Proponents of the Act believe that its strict standards will lead to increased customer trustworthiness and acceptance of AI systems. Detractors claim the Act may stifle innovation as a result of these strict standards. In time, we will know which view is correct. Indisputable for now is that all companies, including financial institutions, which provide or use AI services or products in the EU, must comply with the Act or face the potentially significant penalty of non-compliance.

How Protiviti can help

Whether your organization is just getting started with AI technologies or is far along on its journey to explore advanced use cases, Protiviti can provide support and guidance to help lead your organization to successful outcomes along the entire lifecycle of AI adoption, all while ensuring compliance with the EU AI Act. We can assist with:

• Considering AI: Protiviti can assist with the identification of potential areas where AI can bring value to operations, products, or services, and outline a deployment plan. Considerations include Business Value Definition, Data Accessibility, Operational Readiness, Strategic Alignment and Governance.
• Implementing AI: Protiviti can help the successful development and deployment of AI solutions that address specific business challenges or opportunities. Considerations include proving initial hypotheses and technical challenges, defining clear objectives for AI projects, selecting appropriate AI techniques and allocating resources, ensuring close collaboration between all relevant stakeholders, and designing and effectuating strong governance.
• Monitoring AI: Protiviti can aid the measurement of the effectiveness and impact of AI solutions on operations and/or goals. Considerations include establishing relevant performance metrics, revising risk management taxonomies and processes to cover AI holistically, conducting thorough testing and validation of the AI models, and creating feedback loop and continuous monitoring.
• Securing AI: Protiviti can help organizations protect AI systems and data from potential threats and ensure their ethical and responsible use. Considerations include implementing robust cybersecurity measures to safeguard AI models, addressing AI bias and fairness concerns, and adhering to ethical guidelines and regulatory requirements (e.g., transparency, privacy).
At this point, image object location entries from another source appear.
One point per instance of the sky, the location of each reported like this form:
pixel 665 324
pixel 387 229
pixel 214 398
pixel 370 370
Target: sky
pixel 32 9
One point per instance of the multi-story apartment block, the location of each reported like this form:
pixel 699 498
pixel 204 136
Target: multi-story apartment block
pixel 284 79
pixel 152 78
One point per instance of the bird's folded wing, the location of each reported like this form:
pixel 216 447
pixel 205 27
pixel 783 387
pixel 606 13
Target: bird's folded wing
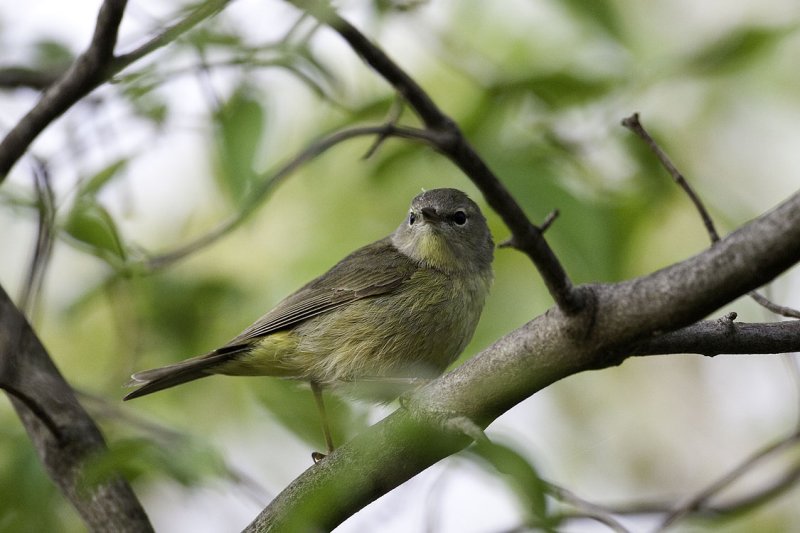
pixel 371 271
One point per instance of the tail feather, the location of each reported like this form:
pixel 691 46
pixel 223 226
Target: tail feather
pixel 157 379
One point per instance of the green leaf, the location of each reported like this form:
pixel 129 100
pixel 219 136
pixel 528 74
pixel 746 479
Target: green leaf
pixel 90 225
pixel 240 123
pixel 52 54
pixel 293 405
pixel 92 186
pixel 521 476
pixel 736 49
pixel 601 13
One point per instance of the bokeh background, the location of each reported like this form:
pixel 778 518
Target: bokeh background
pixel 184 140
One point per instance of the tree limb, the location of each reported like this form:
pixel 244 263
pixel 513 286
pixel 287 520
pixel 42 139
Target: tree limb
pixel 91 69
pixel 63 434
pixel 715 337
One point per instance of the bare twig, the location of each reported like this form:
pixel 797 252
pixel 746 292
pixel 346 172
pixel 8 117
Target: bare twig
pixel 700 500
pixel 203 11
pixel 451 142
pixel 712 337
pixel 634 124
pixel 395 112
pixel 45 207
pixel 92 68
In summary, Protiviti can not only help empower your organization's AI journey but ensure such is being achieved with adherence to all aspects and considerations of the EU AI Act.
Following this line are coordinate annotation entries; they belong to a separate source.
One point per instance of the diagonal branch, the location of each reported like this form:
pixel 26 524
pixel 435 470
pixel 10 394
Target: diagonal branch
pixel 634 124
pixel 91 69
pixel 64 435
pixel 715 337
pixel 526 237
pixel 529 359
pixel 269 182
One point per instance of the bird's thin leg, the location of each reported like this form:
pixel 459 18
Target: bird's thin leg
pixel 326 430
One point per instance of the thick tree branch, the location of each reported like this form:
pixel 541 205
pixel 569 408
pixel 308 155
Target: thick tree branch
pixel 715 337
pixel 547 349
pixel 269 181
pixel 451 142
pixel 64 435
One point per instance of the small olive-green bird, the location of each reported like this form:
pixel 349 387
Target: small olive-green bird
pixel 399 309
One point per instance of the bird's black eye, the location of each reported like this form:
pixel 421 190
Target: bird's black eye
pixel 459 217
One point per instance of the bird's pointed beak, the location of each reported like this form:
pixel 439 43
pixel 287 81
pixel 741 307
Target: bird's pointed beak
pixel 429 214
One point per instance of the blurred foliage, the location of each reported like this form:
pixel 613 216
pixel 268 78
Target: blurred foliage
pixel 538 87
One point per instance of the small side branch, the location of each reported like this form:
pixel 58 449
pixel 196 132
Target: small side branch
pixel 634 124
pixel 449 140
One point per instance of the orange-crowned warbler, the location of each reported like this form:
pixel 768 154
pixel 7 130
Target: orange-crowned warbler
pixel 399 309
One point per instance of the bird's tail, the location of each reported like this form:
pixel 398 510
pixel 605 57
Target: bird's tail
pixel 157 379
The author wishes to thank Protiviti New York Managing Director Constantine Boyadjiev and Protiviti Frankfurt Director Denis Lippolt for their contributions to this article.

-------------------

[1] Social scoring AI systems use data points like social behavior, personality characteristics, and other data to evaluate people and determine their access to benefits like education, healthcare, and public transportation. People with good scores receive advantages, while those with bad scores may be punished or denied benefits.